Over the next three years, he and I exchanged much email on the subject of
college regulations, requirements, foreign credit transfer, and credit by
examination. Essentially, Peter enjoyed the personalized
"mentored" version of BA in 4 Weeks. I have watched his
progress since, with interest.
The same set of doubts and objections about credit by
examination and, "only wanting a diploma rather than an
education", were voiced back then in internet fora as they are today.
Little has changed.
In BA in 4 Weeks Exam Profile, it reads
Whatever your relative
performance though, what matters is that you see it through to the
end and get the degree. Do not be swayed by the uninformed naysayers. Do
your own research and, above all, try the practice exams yourself.
While some will wag a finger
and offer a host reasons why it can't be done, you'll be off earning your
bachelor diploma. There is no more eloquent riposte
Below is a liltle snippet of the jabs'n'jibes and
interestingly, the predictions of Peter’s future performance, made back in
Below that is Peter's “eloquent reposte”.

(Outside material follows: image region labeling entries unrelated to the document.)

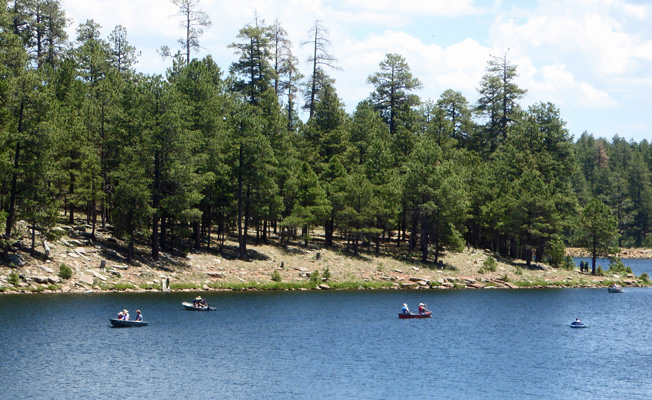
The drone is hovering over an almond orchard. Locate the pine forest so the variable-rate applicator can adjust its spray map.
[0,0,652,272]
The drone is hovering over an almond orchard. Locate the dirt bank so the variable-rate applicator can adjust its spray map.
[0,224,650,293]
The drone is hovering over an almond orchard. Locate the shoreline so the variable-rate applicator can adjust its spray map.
[0,225,652,294]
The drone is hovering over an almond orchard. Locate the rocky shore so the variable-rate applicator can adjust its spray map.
[0,220,652,294]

From: Wes & Linda Grady (email@example.com)
I am totally amazed. A 20 year old individual,
without any prior course work scores a 500 on the Graduate Record Exam,
multiple choice exam, and the Regents College is prepared to give him 24
credits for it. That is the equivalent of 8 courses in the subject
area and in most schools, equal to the number of courses that are required
to complete a major.
In my opinion, that not only seems excessive, it
reflects poorly upon the degree that might be awarded. One multiple
choice exam, with no prior course work and no preparation is not worth 24
credits in any program.
Wes & Linda Grady wrote:
. . Eight courses at any college or university will
require the writing of papers, extensive reading and discussion of complex
idea in the subject area. Because someone is able to pass a single multiple
choice exam does not suggest that he or she has reached the level of
expertise in that subject to be awarded 24 credits and if you think
otherwise then I have to believe that you are not seeking an education, but
only to accumulate credits and obtain a degree. The first time
this wonder-boy gets into a real discussion with someone familiar with
political science, I suspect he will come off looking rather poorly.

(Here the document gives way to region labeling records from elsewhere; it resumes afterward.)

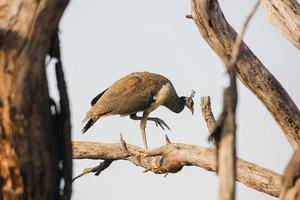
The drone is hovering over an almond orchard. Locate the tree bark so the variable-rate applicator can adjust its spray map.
[0,0,71,200]
[191,0,300,150]
[73,142,281,197]
[280,148,300,200]
[262,0,300,49]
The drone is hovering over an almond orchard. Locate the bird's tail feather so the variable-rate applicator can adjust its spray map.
[81,118,99,134]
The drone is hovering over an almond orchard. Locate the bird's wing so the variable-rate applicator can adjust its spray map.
[91,88,108,106]
[89,74,161,116]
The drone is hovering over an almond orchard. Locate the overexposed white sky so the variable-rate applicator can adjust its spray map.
[49,0,300,200]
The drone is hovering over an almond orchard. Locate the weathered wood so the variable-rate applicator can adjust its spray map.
[191,0,300,149]
[73,142,281,197]
[280,148,300,200]
[262,0,300,49]
[0,0,70,200]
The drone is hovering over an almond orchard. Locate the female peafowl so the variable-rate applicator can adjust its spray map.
[82,72,195,149]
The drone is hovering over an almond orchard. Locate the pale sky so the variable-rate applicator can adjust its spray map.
[48,0,300,200]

Lawrie Miller (LAW11@ix.netcom.com)
The only empirical data we have suggest the kid
may well clean their clocks!
From: SA (SA@SA.COM)
Had the student challenged the individual exams I
would have less problem accepting the credits. The inherent problem here is
that we may be encouraging students to study to only pass exams...thereby
missing a complete and thorough education.
Read more from this thread
Peter completed his degree at Excelsior and graduated
magna cum laude. He applied to ten of the top 20 or so, UK university
graduate schools on the strength of his Excelsior degree, and received nine
formal offers from the ten applications. He opted to study at the
University of Warwick, one of Britain best universities, earning a Master
of Arts degree with distinction in Political Economy. Today
aged 24, he is on the career fast track as an investment Accounts manager
for a financial services group in Liechtenstein, which specializes in serving
the financial needs of the world's glitterati (the rich and famous).